3C and 4C-seq was carried out as described previously (Pasquali et al., 2014, Tena et al., 2011) For real-time PCR quantification, readings were normalized to a control region within the PDX1 intron. Normalized values are expressed as a fraction of non-targeting amiRNA control sample. See Table S4 for oligonucleotide sequences.

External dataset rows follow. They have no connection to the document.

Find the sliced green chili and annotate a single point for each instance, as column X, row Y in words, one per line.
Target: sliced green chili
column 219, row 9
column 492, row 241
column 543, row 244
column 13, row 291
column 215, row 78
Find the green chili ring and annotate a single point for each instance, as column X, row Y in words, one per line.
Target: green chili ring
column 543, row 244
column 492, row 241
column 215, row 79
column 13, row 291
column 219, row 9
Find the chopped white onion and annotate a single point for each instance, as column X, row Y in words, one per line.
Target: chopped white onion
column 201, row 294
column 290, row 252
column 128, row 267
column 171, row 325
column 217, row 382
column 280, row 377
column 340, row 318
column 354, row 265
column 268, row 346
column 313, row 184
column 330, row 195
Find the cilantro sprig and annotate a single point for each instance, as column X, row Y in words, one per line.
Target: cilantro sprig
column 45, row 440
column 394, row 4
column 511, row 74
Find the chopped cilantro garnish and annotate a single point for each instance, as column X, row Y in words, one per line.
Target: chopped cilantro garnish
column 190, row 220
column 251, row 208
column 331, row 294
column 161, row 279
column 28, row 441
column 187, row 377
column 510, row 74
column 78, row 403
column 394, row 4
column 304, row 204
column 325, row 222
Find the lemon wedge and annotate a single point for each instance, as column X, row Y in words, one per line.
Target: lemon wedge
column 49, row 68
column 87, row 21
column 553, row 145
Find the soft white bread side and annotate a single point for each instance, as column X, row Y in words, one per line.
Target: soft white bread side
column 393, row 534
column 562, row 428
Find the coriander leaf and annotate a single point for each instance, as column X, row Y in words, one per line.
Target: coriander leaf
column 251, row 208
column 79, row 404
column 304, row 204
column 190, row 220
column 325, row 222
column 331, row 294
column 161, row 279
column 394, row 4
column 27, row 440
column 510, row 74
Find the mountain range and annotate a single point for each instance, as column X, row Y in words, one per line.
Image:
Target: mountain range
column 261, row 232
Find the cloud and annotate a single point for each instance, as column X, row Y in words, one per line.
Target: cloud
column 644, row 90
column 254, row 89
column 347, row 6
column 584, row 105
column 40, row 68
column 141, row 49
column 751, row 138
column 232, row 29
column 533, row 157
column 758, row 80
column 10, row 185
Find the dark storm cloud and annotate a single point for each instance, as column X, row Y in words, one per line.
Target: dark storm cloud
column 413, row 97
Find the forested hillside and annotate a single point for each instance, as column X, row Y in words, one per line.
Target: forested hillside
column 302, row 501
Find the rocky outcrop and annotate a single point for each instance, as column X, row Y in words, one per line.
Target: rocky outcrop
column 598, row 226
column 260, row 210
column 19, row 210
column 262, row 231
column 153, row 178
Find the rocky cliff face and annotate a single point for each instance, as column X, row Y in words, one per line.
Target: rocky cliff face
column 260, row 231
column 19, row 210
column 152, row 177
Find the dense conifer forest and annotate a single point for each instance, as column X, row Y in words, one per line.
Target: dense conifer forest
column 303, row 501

Annotation of Islet lncRNAs

LncRNAs were annotated through de novo assembly of ∼5 billion stranded paired-end RNA-seq reads from 41 human islet samples, filtered for expression in FACS-purified β cell cells, lack of enrichment in the pancreatic exocrine fraction to exclude acinar contaminants, and the presence of H3K4me3 enrichment in the vicinity of the 5′ end. A more detailed description of the annotation process is provided in the Supplemental Information. Annotations are available in Table S3 and can be accessed on a UCSC Genome Browser (GRCh37/hg19) session by selecting “track hubs” and “Human Islet lncRNAs.” Alternatively, the track hub can be directly visualized in the UCSC Genome Browser using the following link: http://genome.ucsc.edu/cgi-bin/hgTracks?db=hg19&hubUrl=http://www.imperial.ac.uk/medicine/beta-cell-genome-regulation-laboratory/data/HILNCs/HILNCs.txt&hgS_loadUrlName=http://www.imperial.ac.uk/medicine/beta-cell-genome-regulation-laboratory/data/.

Network Analysis

The WGCNA(v2) tool was used to build a co-transcriptional network based on mRNAs from 64 human islet RNA-seq samples.

Author Contributions

J.F. and I.A. conceived the idea, designed the experiments, and wrote the manuscript. J.F. supervised and I.A. coordinated the project. I.A., Z.T., H.W., J.Y., C.A., E.S., A.S., L. Pasquali, and D.M.Y.R. contributed to data analysis. I.A., A.B., M.B., C.S.C., R.G.F., J.G.H., and N.C. performed the experiments. D.M.Y.R., I.M., and N.N. annotated lncRNAs. L. Piemonti, T.B., C.B., J.K.C., and F.P. provided samples. I.A., J.F., Z.T., A.B., D.M.Y.R, L.G., C.B., J.K.C., F.P., P.R., A.S., L.G., C.A., and E.S. discussed the results. All authors read and approved the manuscript. Z.T., A.B., D.M.Y.R., C.S.C., and N.N. contributed equally.